The inflation was a good thing in that it produced a universe that was smooth and uniform on a large scale and was expanding at just the critical rate to avoid recollapse. The inflation was also a good thing in that it produced all the contents of the universe quite literally out of nothing. When the universe was a single point, like the North Pole, it contained nothing. Yet there are now at least 10 80 particles in the part of the universe that we can observe. Where did all these particles come from? The answer is that relativity and quantum mechanics allow matter to be created out of energy in the form of particle/antiparticle pairs. And where did the energy come from to create this matter? The answer is that it was borrowed from the gravitational energy of the universe. The universe has an enormous debt of negative gravitational energy, which exactly balances the positive energy of the matter. During the inflationary period, the universe borrowed heavily from its gravitational energy to finance the creation of more matter. The result was a triumph for Keynesian economics: a vigorous and expanding universe, filled with material objects. The debt of gravitational energy will not have to be paid until the end of the universe.

The early universe could not have been completely homogeneous and uniform because that would violate the uncertainty principle of quantum mechanics. Instead, there must have been departures from uniform density. The no-boundary proposal implies that these differences in density would start off in their ground state; that is, they would be as small as possible, consistent with the uncertainty principle. During the inflationary expansiòn, however, the differences would be amplified. After the period of inflationary expansion was over, one would be left with a universe that was expanding, slightly faster in some places than in others. In regions of slower expansion, the gravitational attraction of the matter would slow down the expansion still further. Eventually, the region would stop expanding and would contract to form galaxies and stars. Thus, the no-boundary proposal can account for all the complicated structures that we see around us. However, it does not make just a single prediction for the universe. Instead, it predicts a whole family of possible histories, each with its own probability. There might be a possible history in which the Labour Party won the last election in Britain, though maybe the probability is low.

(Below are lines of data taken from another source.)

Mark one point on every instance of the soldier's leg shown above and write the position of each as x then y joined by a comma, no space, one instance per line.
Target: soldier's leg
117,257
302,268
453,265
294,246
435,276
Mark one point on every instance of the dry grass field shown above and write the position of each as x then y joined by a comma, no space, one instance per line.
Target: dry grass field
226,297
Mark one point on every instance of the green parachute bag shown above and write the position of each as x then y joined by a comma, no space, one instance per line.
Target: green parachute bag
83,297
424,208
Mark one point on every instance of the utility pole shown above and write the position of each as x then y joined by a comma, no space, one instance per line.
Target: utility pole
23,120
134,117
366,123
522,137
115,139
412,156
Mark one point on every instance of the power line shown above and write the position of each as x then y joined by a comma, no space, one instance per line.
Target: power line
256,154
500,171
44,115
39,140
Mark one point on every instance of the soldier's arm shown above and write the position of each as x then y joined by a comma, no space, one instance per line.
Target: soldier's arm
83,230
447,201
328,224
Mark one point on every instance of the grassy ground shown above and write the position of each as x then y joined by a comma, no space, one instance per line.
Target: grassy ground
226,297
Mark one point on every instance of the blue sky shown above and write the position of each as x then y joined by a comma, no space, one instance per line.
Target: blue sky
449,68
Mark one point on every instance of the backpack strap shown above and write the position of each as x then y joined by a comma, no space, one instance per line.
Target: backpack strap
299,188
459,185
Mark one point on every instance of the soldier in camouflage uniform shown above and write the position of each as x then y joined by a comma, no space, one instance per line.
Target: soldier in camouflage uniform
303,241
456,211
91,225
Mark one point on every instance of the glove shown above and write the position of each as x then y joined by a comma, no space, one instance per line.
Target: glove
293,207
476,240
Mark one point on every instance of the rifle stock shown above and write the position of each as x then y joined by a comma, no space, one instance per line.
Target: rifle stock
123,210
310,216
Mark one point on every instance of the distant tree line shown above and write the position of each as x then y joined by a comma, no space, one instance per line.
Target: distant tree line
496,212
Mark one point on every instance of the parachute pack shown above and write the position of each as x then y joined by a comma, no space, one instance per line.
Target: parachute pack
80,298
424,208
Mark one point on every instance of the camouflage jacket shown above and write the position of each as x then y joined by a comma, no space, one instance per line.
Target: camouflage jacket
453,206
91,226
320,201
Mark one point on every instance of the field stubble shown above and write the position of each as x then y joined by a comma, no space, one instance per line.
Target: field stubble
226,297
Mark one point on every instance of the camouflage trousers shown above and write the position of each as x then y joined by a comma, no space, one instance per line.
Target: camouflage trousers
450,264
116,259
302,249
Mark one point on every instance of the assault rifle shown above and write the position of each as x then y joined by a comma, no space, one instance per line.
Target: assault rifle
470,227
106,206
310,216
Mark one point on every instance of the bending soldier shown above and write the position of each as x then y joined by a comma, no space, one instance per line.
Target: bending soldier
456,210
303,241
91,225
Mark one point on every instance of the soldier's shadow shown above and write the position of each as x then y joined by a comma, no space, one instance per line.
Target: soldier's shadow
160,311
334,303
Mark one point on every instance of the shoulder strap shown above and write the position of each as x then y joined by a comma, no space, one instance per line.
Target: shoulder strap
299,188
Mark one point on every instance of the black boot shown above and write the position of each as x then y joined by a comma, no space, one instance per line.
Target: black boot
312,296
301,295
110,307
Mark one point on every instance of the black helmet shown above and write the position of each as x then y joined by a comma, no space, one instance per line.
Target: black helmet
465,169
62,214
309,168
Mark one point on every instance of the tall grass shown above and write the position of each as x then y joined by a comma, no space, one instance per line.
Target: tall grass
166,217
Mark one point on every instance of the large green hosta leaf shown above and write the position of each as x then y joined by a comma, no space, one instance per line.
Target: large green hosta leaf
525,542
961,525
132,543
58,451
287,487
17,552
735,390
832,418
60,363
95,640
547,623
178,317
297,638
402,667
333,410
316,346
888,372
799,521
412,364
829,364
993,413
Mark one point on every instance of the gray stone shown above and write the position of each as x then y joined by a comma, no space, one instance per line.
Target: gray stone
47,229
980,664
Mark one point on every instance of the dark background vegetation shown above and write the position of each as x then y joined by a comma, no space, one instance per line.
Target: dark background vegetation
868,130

The no-boundary proposal has profound implications for the role of God in the affairs of the universe. It is now generally accepted that the universe evolves according to well-defined laws. These laws may have been ordained by God, but it seems that He does not intervene in the universe to break the laws. Until recently, however, it was thought that these laws did not apply to the beginning of the universe. It would be up to God to wind up the clockwork and set the universe going in any way He wanted. Thus the present state of the universe would be the result of God's choice of the initial conditions.

The situation would be very different, however, if something like the no-boundary proposal were correct. In that case, the laws of physics would hold even at the beginning of the universe, so God would not have had the freedom to choose the initial conditions. Of course, He would still have been free to choose the laws that the universe obeyed. However, this may not have been much of a choice. There may only be a small number of laws, which are self-consistent and which lead to complicated beings like ourselves who can ask the question: What is the nature of God?

And even if there is only one unique set of possible laws, it is only a set of equations. What is that breathes fire into the equations and makes a universe for them to govern? Is the ultimate unified theory so compelling that it brings about its own existence? Although science may solve the problem of how the universe began, it cannot answer the question: why does the universe bother to exist? I don't know the answer to that.